The Problem With Lying: Sometimes you’ll forget and let it slip…
For decades the American left has claimed to stand for the rule of law – particularly as it related to The Supreme Court and nominees thereto. Of course by standing for “the rule of law” they mean adherence to the opinions of liberal majorities who’s more outrages precedents include the sudden discovery of the word “Privacy” in the Constitution - which clearly meant to prohibit states from writing laws restricting the freedom of Planned Parenthood… oh no sorry… to restrict states from writing laws which affect the “right” to abort an unborn child. More recently we have the Kelo vs. New London decision which, instead finding new language in the Constitution, Kelo declares that a 500 year old principal of law was wrongly understood (for all 500 years). In Kilo, by a 1 vote margin, the left claims that the purpose of the government’s right (yes this time it does exist) to take a person’s property under eminent domain extended beyond uses for public good (roads etc) to uses desired by big-time political contributors, err ah no actually… it was uses which will, or might, enhance “economic development” and thereby the tax base – regardless of how broad or narrow the potential public benefit. But adherence to the law has been the claim of the lefty-legal establishment as they marched the definition of the Constitution in a one-way ratchet to the left. Perish-the-thought, that the learned justices of the left were making decisions based on their political leanings and their hoped-for political outcomes. Why even liberals understand that if judges were to base decisions on political considerations that no consistency would be provided by the law and no one (well at least not some sore right-wing losers) would respect the law as an institution and they might not obey (rhymes with McVeigh). No, liberals were four-square behind the rule of law and they even have a name for their Constitutional “structure” – why it’s the “living Constitution” (as in; no dead-white-men need apply).
And so it happened that this past Friday a little something, a little tid-bit slipped out which was, in the opinion of the Washington Post, a mere detail – proof in fact of the Post’s in-depth, ahead-of-the-curve reporting. It seems that a post reported was snooping around in New Hampshire and discovered that someone had been confided-in by Justice David Souter. What Souter said was most likely thought of by the Post’s staff as simply a scoop as to timing. The Post reported that Souter had told a local words to the effect that; “If Obama wins, I’ll be the first one out of there…”. Well, what a scoop, dowdy David is going to vacate his life-time appointment and will make way for what now may be one of three Obama court picks (assuming that the Stevens and Ginsberg each have one foot in the grave). But the Post missed the shocking revelation because it wasn’t a revelation to the Post, or to the lefty-media/law/Washington establishment, not at all.

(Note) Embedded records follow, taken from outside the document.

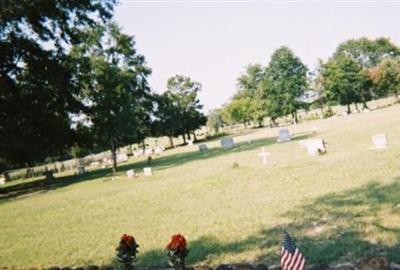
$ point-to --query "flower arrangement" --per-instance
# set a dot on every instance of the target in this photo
(177, 251)
(126, 252)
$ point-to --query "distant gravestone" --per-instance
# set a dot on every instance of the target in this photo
(158, 150)
(315, 146)
(147, 171)
(380, 141)
(264, 156)
(130, 173)
(203, 147)
(122, 157)
(227, 143)
(284, 135)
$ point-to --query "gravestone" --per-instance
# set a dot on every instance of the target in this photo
(227, 143)
(315, 146)
(122, 157)
(158, 150)
(147, 171)
(284, 135)
(203, 147)
(130, 173)
(380, 141)
(264, 155)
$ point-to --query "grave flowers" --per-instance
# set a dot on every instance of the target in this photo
(126, 252)
(177, 252)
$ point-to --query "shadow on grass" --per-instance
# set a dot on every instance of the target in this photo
(158, 163)
(334, 228)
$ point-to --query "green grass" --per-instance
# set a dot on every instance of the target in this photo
(338, 206)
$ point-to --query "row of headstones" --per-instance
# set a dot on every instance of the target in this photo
(147, 171)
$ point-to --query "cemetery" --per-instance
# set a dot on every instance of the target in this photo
(199, 135)
(93, 210)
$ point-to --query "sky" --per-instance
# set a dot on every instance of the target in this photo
(213, 41)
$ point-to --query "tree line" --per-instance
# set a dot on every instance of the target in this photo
(359, 71)
(73, 83)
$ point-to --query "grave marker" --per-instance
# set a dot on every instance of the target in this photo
(264, 155)
(203, 147)
(284, 135)
(147, 171)
(227, 143)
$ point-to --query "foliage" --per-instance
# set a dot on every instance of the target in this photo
(177, 251)
(116, 91)
(343, 81)
(38, 79)
(387, 77)
(214, 120)
(179, 108)
(126, 252)
(284, 83)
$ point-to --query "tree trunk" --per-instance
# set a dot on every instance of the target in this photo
(114, 155)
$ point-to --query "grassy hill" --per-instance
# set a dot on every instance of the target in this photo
(337, 206)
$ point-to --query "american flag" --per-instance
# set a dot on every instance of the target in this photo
(291, 257)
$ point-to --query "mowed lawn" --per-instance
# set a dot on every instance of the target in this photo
(338, 206)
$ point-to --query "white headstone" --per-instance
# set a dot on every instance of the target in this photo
(264, 156)
(284, 135)
(122, 157)
(203, 147)
(130, 173)
(380, 141)
(158, 150)
(227, 143)
(147, 171)
(315, 146)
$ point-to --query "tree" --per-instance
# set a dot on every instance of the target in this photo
(249, 87)
(38, 79)
(342, 80)
(116, 91)
(214, 120)
(368, 54)
(387, 77)
(284, 83)
(182, 92)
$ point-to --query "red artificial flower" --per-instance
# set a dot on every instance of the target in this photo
(178, 242)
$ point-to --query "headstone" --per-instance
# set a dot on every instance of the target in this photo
(122, 157)
(284, 135)
(158, 150)
(147, 171)
(380, 141)
(264, 155)
(227, 143)
(130, 173)
(203, 147)
(315, 146)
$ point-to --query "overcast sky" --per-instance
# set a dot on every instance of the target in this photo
(212, 41)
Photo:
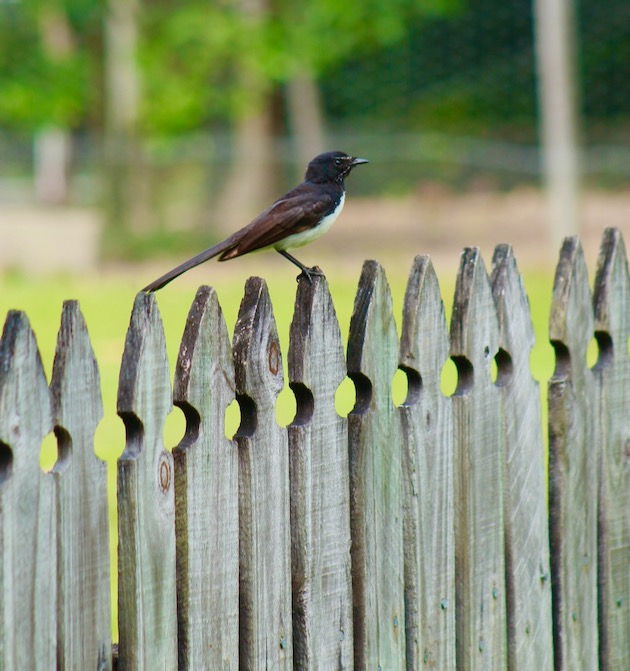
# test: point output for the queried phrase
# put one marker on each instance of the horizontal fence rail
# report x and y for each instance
(435, 534)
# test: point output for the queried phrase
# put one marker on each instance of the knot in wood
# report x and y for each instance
(164, 473)
(274, 357)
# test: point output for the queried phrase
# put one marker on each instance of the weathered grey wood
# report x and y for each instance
(429, 506)
(147, 611)
(320, 493)
(265, 543)
(479, 555)
(572, 467)
(206, 493)
(375, 479)
(83, 612)
(27, 506)
(612, 326)
(528, 577)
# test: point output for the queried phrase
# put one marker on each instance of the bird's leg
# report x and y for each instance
(306, 272)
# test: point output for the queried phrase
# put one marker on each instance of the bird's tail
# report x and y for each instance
(187, 265)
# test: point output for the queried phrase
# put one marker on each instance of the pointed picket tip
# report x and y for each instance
(23, 392)
(423, 314)
(373, 320)
(474, 322)
(612, 288)
(257, 357)
(205, 348)
(571, 316)
(76, 380)
(315, 328)
(28, 572)
(516, 330)
(145, 352)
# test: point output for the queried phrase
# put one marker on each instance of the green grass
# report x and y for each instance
(106, 303)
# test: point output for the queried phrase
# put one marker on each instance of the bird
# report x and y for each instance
(297, 218)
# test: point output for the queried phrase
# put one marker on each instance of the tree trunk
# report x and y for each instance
(125, 193)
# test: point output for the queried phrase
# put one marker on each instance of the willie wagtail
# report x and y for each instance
(299, 217)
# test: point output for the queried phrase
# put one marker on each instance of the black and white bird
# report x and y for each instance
(299, 217)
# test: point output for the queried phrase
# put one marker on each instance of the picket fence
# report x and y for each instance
(412, 537)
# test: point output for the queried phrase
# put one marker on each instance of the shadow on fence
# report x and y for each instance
(422, 536)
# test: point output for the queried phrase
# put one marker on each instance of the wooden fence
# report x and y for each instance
(411, 537)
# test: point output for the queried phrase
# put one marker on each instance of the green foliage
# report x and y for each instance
(37, 87)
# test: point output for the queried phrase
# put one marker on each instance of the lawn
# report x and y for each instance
(106, 300)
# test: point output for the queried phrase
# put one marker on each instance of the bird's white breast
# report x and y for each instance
(303, 238)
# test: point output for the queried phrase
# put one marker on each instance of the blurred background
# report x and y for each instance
(133, 131)
(132, 135)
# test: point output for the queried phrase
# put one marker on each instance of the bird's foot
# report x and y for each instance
(309, 273)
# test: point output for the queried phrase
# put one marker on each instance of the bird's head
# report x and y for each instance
(333, 166)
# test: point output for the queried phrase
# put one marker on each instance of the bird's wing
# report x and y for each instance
(292, 214)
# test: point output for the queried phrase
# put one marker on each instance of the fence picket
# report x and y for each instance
(147, 612)
(83, 612)
(572, 467)
(398, 538)
(27, 506)
(479, 538)
(320, 494)
(206, 493)
(612, 327)
(375, 479)
(528, 583)
(429, 506)
(265, 543)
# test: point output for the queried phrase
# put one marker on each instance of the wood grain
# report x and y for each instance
(429, 506)
(530, 642)
(83, 609)
(479, 537)
(266, 636)
(28, 566)
(320, 493)
(147, 611)
(206, 493)
(612, 328)
(573, 467)
(375, 479)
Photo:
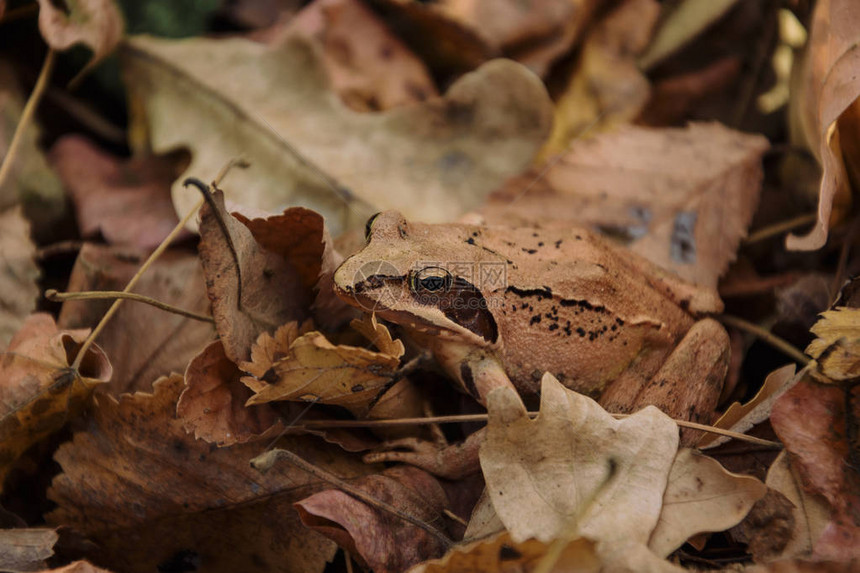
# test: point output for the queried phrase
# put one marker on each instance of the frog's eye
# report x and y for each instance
(369, 225)
(430, 279)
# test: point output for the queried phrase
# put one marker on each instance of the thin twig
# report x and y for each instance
(27, 115)
(53, 295)
(264, 461)
(780, 228)
(780, 344)
(222, 224)
(132, 283)
(328, 424)
(401, 373)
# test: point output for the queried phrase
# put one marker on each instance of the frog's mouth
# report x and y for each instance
(460, 309)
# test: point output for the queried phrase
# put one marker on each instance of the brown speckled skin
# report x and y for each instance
(592, 314)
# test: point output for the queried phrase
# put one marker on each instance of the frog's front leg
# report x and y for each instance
(479, 376)
(688, 384)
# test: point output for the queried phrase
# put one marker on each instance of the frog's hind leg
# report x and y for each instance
(688, 384)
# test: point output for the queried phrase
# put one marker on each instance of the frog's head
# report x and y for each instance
(409, 274)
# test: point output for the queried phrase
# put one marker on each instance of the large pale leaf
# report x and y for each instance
(18, 273)
(575, 466)
(148, 493)
(701, 496)
(225, 98)
(824, 111)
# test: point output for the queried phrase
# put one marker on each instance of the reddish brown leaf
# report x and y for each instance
(813, 421)
(380, 540)
(212, 406)
(149, 494)
(272, 288)
(301, 237)
(128, 201)
(18, 273)
(96, 23)
(38, 390)
(25, 549)
(144, 342)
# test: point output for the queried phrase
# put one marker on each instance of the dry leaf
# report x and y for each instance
(128, 202)
(686, 21)
(377, 539)
(143, 342)
(314, 369)
(301, 237)
(442, 156)
(30, 182)
(151, 495)
(97, 24)
(534, 33)
(449, 48)
(18, 273)
(39, 393)
(270, 288)
(828, 87)
(837, 348)
(77, 567)
(811, 513)
(501, 553)
(26, 549)
(575, 466)
(369, 67)
(741, 417)
(812, 420)
(701, 496)
(682, 198)
(607, 89)
(212, 405)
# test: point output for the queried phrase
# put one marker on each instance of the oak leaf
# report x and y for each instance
(442, 156)
(212, 405)
(148, 493)
(701, 496)
(307, 367)
(39, 391)
(824, 111)
(576, 464)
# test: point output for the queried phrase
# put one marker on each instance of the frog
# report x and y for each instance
(499, 306)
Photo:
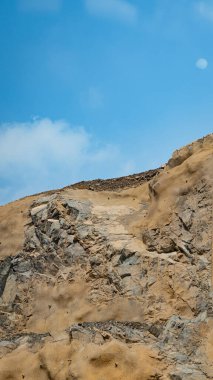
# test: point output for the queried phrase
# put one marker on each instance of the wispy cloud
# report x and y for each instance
(117, 9)
(40, 5)
(43, 154)
(205, 9)
(202, 63)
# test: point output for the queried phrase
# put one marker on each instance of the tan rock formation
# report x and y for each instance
(111, 279)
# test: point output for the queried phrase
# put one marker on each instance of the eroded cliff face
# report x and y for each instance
(111, 279)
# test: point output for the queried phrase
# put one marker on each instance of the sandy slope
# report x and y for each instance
(111, 279)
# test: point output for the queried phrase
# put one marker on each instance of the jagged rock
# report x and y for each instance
(126, 272)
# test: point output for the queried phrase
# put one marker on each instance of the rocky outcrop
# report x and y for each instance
(117, 283)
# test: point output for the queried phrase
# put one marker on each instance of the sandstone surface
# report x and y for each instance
(112, 279)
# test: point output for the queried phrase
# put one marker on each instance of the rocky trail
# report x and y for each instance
(112, 279)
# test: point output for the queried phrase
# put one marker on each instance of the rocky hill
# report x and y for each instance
(112, 280)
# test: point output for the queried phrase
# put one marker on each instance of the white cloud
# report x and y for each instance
(40, 5)
(118, 9)
(202, 63)
(205, 9)
(44, 154)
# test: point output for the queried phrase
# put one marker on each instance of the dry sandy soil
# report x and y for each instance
(111, 279)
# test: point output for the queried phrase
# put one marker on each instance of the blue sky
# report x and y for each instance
(99, 88)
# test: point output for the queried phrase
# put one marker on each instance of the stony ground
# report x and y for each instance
(111, 279)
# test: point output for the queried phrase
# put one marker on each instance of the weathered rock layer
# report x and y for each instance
(111, 280)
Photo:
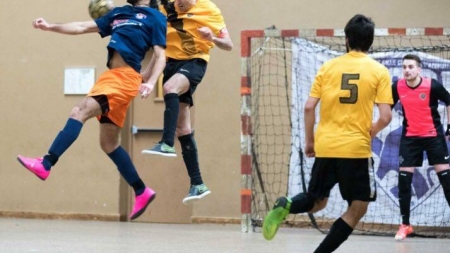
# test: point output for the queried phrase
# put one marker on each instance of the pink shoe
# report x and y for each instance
(34, 165)
(141, 202)
(403, 232)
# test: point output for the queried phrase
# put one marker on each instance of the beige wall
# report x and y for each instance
(85, 183)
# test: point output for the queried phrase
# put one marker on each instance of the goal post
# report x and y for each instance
(277, 70)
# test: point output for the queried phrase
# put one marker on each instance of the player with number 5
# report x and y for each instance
(347, 88)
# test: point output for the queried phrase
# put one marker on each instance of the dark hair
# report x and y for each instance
(154, 4)
(413, 57)
(359, 32)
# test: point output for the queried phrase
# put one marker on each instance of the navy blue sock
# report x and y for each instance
(170, 118)
(190, 157)
(404, 195)
(444, 179)
(126, 168)
(62, 142)
(338, 234)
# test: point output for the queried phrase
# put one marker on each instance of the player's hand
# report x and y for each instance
(40, 23)
(373, 133)
(145, 89)
(309, 150)
(447, 132)
(205, 33)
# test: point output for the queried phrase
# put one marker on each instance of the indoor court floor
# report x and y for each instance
(68, 236)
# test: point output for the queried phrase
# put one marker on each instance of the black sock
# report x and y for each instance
(126, 168)
(338, 233)
(301, 203)
(404, 194)
(170, 118)
(62, 142)
(444, 179)
(190, 157)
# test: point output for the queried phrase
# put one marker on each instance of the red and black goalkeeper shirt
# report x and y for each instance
(419, 105)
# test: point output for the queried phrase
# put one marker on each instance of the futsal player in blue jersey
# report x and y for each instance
(133, 30)
(422, 132)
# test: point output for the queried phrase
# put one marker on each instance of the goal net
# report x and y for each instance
(278, 70)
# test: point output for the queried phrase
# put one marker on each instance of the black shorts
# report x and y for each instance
(412, 148)
(355, 177)
(193, 69)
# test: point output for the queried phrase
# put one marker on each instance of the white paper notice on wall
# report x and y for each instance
(78, 81)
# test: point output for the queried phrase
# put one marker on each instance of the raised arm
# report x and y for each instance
(71, 28)
(223, 42)
(384, 119)
(153, 71)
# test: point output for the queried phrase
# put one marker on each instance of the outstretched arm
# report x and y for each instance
(71, 28)
(310, 120)
(153, 71)
(384, 119)
(224, 42)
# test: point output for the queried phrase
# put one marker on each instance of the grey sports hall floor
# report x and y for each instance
(64, 236)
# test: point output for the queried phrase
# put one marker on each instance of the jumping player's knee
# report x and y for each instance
(404, 183)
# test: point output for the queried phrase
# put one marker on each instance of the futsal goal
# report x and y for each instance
(278, 68)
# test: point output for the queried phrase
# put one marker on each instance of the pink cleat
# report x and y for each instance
(34, 165)
(141, 202)
(403, 232)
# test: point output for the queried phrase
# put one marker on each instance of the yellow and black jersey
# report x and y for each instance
(183, 39)
(348, 86)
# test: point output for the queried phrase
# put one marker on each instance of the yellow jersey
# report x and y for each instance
(348, 86)
(183, 39)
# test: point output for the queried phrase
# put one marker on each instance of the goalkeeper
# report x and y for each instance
(422, 131)
(347, 88)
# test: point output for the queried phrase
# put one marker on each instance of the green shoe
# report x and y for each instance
(196, 192)
(161, 149)
(275, 217)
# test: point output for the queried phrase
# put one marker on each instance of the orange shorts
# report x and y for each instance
(120, 86)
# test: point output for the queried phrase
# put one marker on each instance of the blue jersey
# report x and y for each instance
(133, 31)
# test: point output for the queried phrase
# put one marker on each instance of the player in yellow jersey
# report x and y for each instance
(194, 27)
(347, 86)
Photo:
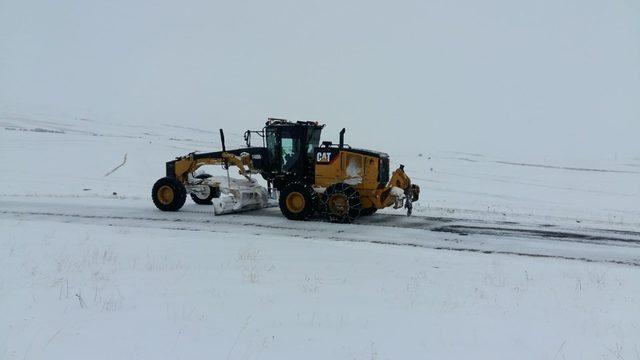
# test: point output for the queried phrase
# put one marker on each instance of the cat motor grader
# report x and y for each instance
(336, 181)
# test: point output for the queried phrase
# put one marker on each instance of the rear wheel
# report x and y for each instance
(168, 194)
(297, 201)
(342, 203)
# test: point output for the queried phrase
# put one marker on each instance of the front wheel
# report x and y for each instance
(168, 194)
(298, 201)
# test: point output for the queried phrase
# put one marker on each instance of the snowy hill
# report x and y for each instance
(506, 258)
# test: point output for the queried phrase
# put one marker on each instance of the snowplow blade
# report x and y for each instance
(238, 195)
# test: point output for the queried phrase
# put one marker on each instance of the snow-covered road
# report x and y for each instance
(505, 258)
(612, 245)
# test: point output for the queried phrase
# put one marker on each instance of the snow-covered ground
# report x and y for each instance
(505, 258)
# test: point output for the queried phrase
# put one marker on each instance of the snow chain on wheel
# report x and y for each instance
(168, 194)
(298, 201)
(341, 203)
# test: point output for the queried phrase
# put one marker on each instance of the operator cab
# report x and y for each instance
(290, 149)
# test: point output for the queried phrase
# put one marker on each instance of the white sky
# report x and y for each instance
(525, 77)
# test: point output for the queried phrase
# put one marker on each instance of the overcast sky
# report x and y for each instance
(548, 76)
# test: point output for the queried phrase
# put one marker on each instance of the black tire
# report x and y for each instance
(368, 211)
(298, 201)
(341, 203)
(214, 192)
(168, 194)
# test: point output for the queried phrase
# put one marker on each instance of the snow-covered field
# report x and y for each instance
(506, 258)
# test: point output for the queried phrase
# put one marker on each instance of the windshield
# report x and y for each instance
(290, 153)
(313, 140)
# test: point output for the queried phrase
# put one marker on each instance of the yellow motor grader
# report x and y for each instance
(336, 181)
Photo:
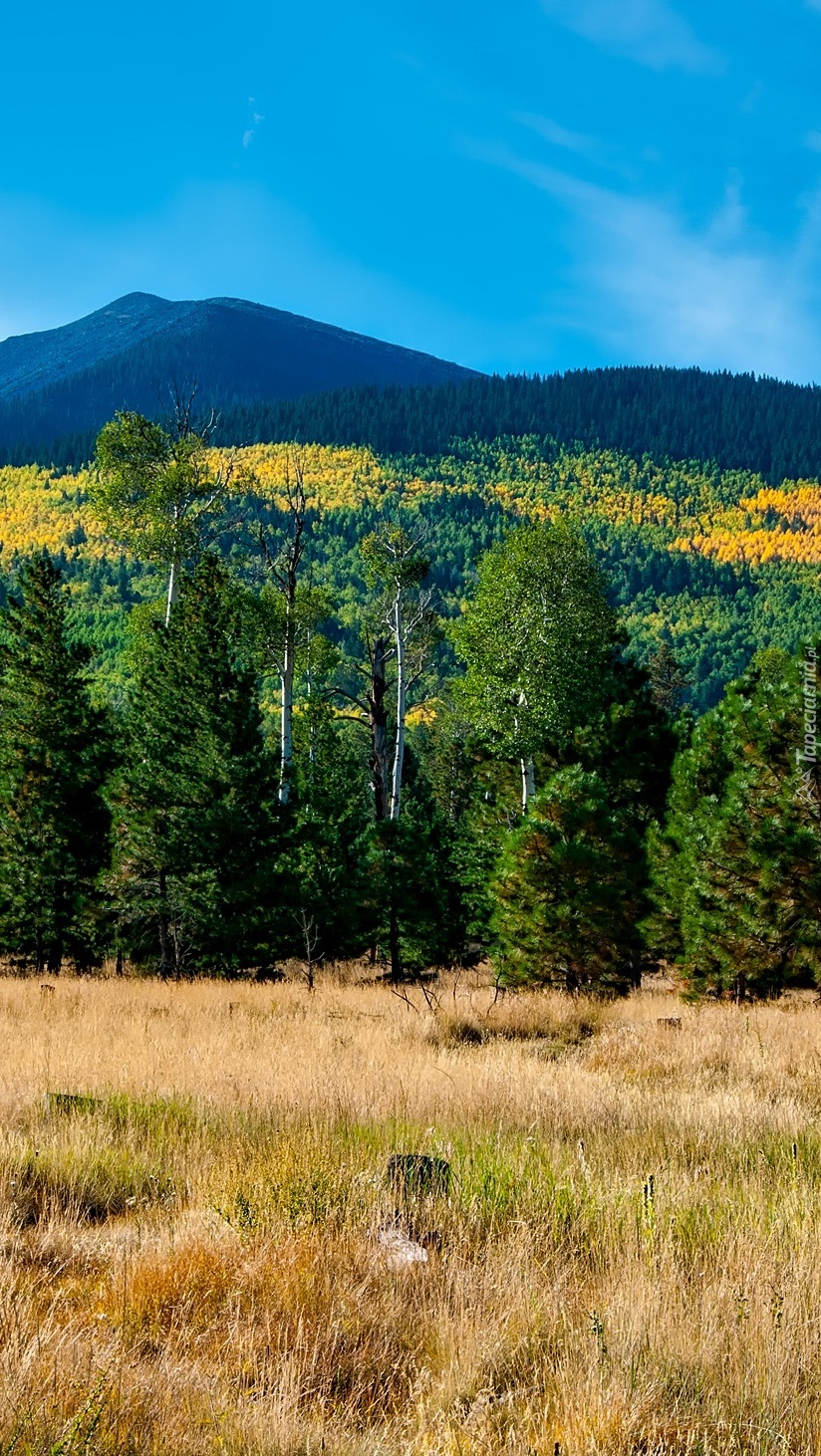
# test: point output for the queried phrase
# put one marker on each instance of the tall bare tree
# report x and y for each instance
(397, 564)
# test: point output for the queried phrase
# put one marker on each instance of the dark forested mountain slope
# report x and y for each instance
(275, 375)
(70, 380)
(738, 421)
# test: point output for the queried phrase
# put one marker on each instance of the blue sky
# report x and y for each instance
(514, 183)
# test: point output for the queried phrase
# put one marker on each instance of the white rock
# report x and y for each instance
(400, 1250)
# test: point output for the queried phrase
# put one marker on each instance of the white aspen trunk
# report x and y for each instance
(401, 709)
(172, 590)
(287, 719)
(527, 782)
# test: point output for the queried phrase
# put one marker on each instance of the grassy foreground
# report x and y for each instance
(192, 1185)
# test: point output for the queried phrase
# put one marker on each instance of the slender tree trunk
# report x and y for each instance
(287, 718)
(378, 712)
(401, 709)
(163, 929)
(527, 782)
(172, 590)
(394, 942)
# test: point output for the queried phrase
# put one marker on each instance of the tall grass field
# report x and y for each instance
(202, 1250)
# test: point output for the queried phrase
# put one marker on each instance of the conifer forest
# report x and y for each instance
(520, 702)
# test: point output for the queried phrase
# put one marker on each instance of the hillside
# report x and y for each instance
(72, 378)
(716, 564)
(274, 377)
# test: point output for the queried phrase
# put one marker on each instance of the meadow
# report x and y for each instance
(192, 1187)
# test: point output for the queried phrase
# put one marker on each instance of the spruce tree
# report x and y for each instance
(54, 759)
(568, 898)
(195, 800)
(736, 871)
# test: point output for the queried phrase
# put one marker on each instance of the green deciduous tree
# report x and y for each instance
(534, 639)
(54, 759)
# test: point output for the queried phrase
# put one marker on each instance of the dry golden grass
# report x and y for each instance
(192, 1185)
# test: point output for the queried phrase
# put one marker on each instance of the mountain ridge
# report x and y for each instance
(126, 354)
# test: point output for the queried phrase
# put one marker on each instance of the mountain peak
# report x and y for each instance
(127, 354)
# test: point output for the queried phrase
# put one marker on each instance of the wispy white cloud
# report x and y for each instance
(593, 148)
(645, 31)
(651, 287)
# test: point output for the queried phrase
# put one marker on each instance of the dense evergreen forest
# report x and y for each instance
(312, 703)
(735, 421)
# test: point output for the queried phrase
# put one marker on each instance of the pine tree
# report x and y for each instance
(736, 871)
(54, 760)
(568, 898)
(195, 826)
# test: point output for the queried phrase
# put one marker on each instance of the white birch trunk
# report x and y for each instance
(287, 719)
(401, 709)
(172, 590)
(527, 782)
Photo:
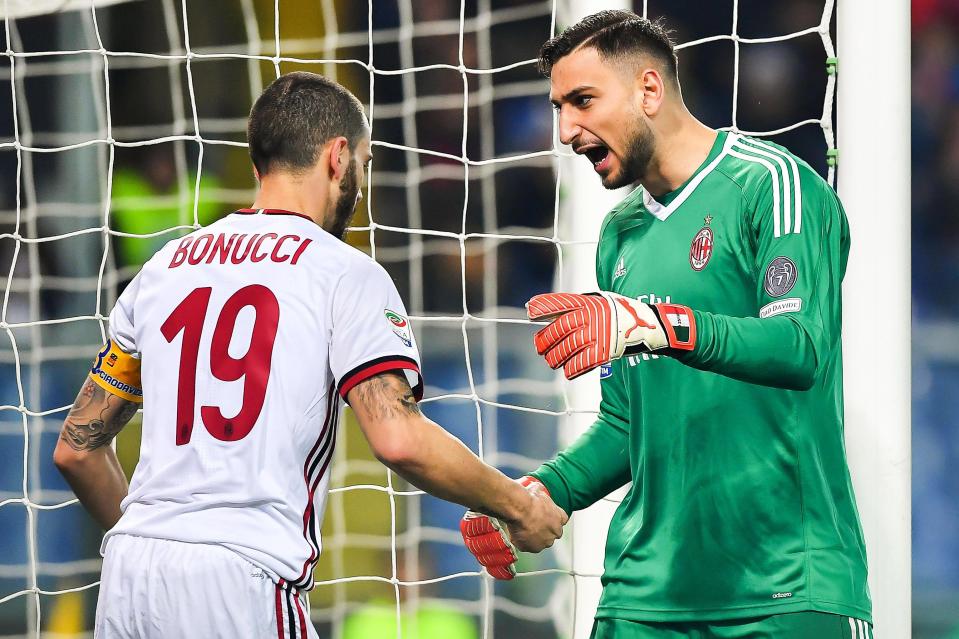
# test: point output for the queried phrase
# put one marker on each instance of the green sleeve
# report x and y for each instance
(799, 268)
(597, 463)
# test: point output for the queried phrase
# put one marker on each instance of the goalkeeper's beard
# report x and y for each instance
(639, 152)
(346, 204)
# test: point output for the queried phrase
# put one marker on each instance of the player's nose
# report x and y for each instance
(569, 129)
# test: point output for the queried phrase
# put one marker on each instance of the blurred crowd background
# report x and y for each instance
(193, 169)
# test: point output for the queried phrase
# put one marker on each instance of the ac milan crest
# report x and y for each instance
(701, 249)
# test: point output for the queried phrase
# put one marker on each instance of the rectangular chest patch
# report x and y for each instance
(788, 305)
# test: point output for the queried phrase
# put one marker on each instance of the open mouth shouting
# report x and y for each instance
(598, 154)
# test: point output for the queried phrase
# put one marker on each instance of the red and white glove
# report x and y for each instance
(488, 539)
(592, 329)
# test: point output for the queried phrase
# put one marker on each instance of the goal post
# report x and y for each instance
(874, 185)
(60, 238)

What the hell would Souter have done if McCain been elected? Souter’s not-so-innocent little comment betrayed Souter’s calculus of vacating the court as 100% political. The Post and the media would have leapt on a conservative’s cold, calculating, bone-chilling, ruthlessness, if one had abdicated to give a newly elected Conservative an appointment. But the 100% political calculus of Souter was not even noticed. I suppose it’s because the left has engaged in such an elaborate charade over their (and Souter’s) political neutrality, for so long, that they forgot to keep the pretense up. And perhaps that’s the effect of the domination of all of Washington by the left – they don’t need to pretend anymore. Not only does Souter’s openly political calculus lay bare his craven nature, it puts the complete lie to every defense of leftist “jurisprudence’ as having the slightest thing to do the rule of law. Now we (Americans, Conservatives) need no longer pretend that liberals are qualified to serve on any courts as plainly they never did and never will be motivated by anything other than power to (their) people. Let us a nation acknowledge what the Post inadvertently revealed, that the left has zero respect for the concept that laws mean anything – they simply cannot, as a matter of ideology, accept facts as fixed and laws as having a set meaning. Thus Americans should openly acknowledge that ideology should be the prime criteria on which to base the qualifications of judicial, and most significantly Supreme Court, nominees. After all, if your beliefs dictate that all truths are “culturally” relevant and that in the “dialectic of thought”, truth, like our Constitution, is constantly evolving, then how can any existing, written set of ideas, be anything other than “living”. And in that circumstance, wouldn’t a person who has “empathy”, be more important than one who simply knows the written words of the law? It’s Orwellian. This is how we get from a nation of laws to a nation of men – God help us.